Beaconsfield council caught in Mexican standoff
By Robert Frank
www.thesuburban.com
A three-way deadlock reminiscent of The Good, the Bad and the Ugly, involving environmentalists, landowners and the city is coming to a head in Beaconsfield.
With accusations flying in the lead-up to an Oct. 1 vote on the zoning of Angell Woods, proponents of all sides have very different tales to tell.
Several recent news reports have led many members of the public to jump to the conclusion that the entire forest will be razed for development. However, a number of city councilors have said flatly that this is a suburban legend.
The city has so far mooted limiting development to a small, family-friendly footprint close to the Woodland commuter train “that would occupy, at most, 20 per cent of the forest,” said Councilor Rhonda Massad.
Both Massad and Councilor Wade Staddon told The Suburban that they had been given verbal assurances that Montreal was negotiating with landowners to buy the privately held property in Angell Woods in order to turn it into a regional nature park.
Association for the Preservation of Angell Woods (APAW) president Stephen Lloyd told Le Devoir that Montreal was on the verge of protecting the forest, and that if Beaconsfield would wait another six months, it would be protected.
The main private landowners, though, have unequivocally refuted Montreal’s claim that it had engaged them in negotiations.
“[Montreal officials] seem to have contacted them but don’t seem to have followed up,” said Staddon.
Both Diana Shahmoon (Seda Holdings) and Menashi Mashaal (Yale Properties) discussed their experiences with The Suburban in separate interviews.
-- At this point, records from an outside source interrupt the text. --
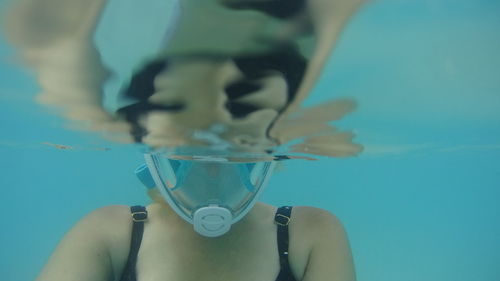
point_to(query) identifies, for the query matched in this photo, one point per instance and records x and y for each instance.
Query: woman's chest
(239, 259)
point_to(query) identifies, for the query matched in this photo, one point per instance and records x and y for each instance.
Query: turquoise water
(421, 203)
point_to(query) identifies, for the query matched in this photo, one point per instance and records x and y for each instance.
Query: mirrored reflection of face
(229, 72)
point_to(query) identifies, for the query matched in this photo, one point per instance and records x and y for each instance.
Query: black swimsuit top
(139, 215)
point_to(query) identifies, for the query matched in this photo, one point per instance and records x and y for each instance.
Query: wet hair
(286, 60)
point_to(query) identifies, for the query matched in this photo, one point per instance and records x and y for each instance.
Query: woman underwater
(205, 222)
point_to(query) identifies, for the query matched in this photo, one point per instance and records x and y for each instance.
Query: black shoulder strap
(139, 216)
(282, 219)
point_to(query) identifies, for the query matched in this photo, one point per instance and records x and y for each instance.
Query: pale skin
(97, 247)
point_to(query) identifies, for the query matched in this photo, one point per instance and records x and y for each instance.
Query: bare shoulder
(329, 253)
(96, 248)
(114, 226)
(315, 221)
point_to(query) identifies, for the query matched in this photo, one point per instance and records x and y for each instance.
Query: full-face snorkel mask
(212, 193)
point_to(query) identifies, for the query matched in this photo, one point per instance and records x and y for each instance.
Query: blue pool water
(420, 203)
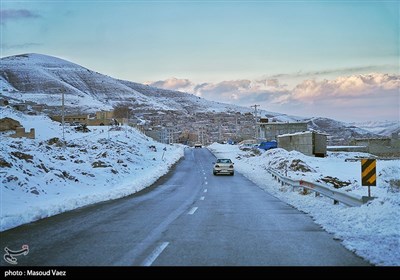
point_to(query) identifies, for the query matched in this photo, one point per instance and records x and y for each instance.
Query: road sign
(368, 172)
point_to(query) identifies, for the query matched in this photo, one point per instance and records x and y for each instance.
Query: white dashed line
(191, 212)
(154, 255)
They confirmed that Montreal official Guillaume Topp had made phone and e-mail contact, but insisted that no business discussions have taken place.
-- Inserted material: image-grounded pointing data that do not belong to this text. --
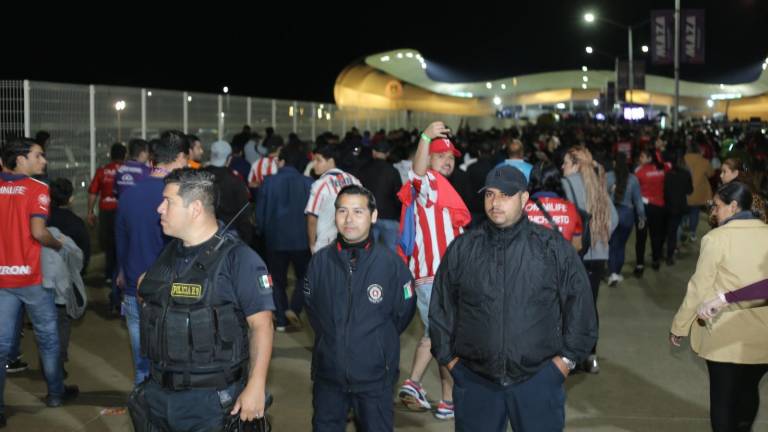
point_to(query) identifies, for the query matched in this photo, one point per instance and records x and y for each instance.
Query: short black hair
(137, 146)
(117, 152)
(292, 155)
(328, 151)
(168, 147)
(42, 137)
(14, 148)
(356, 190)
(736, 191)
(194, 185)
(61, 190)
“I was at work [May 30], when Mr. Topp called my cellphone,” said Shahmoon’s daughter Sarah Blustain. “He introduced himself and wanted to see if we were interested in selling our land.”
“I was surprised to hear from him and said that of course we were interested,” she continued. “I made it clear to him that we had been in a stalled situation with the city of Beaconsfield for years and that at some point we had held out some hope that Montreal might be able to help with the situation.”
“At the end of that conversation we exchanged e-mail addresses,” Blustain said. “A couple of weeks later, he wrote to say that the offer was being prepared.”
Mashaal said that he had even less communication with Montreal about Angell Woods.
“We received a phone call from Mr. Topp in mid-July saying that he would contact me in mid-August to set up a meeting with him and his boss to present us with an offer.”
The Suburban has obtained e-mail messages sent by Topp which appear to corroborate the private landowners’ claims.
A spokesman for Montreal executive committee member Josée Duplessis, however, told The Suburban that he had been briefed that the landowners had said that they did not wish to pursue negotiations, and asked the city to cease its communication with them.
“I don’t know why the city thinks that we rebuffed them,” Blustain insisted. “No offer was made to me or to my mother and no further communication took place.”
“We never received any phone call since then,” Mashaal also affirmed.
Meantime the Angell debacle has already cost Beaconsfield taxpayers well over $400,000, Councilor Massad said, an amount that continues to climb and is already equivalent to more than two per cent of the town’s annual budget.
“Council was told that the negotiations had started in January, which is evidently untrue,” she said. “They were supposed to have been in advanced negotiations by this point, with the end in sight.”
At Lloyd’s insistence, the city held a consultation immediately prior to Monday’s council meeting to include APAW-owned land in Beaconsfield’s upcoming zoning vote.
Angell Woods is literally in Lloyd’s Lakeview avenue backyard. The forestry lawyer told The Suburban that during APAW’s early days, the Nature Conservancy of Canada (Quebec) provided ample “advice and support”.
Lloyd is the Nature Conservancy’s vice-president, and the APAW web site directs prospective Angell Woods supporters to send their donations to the Nature Conservancy.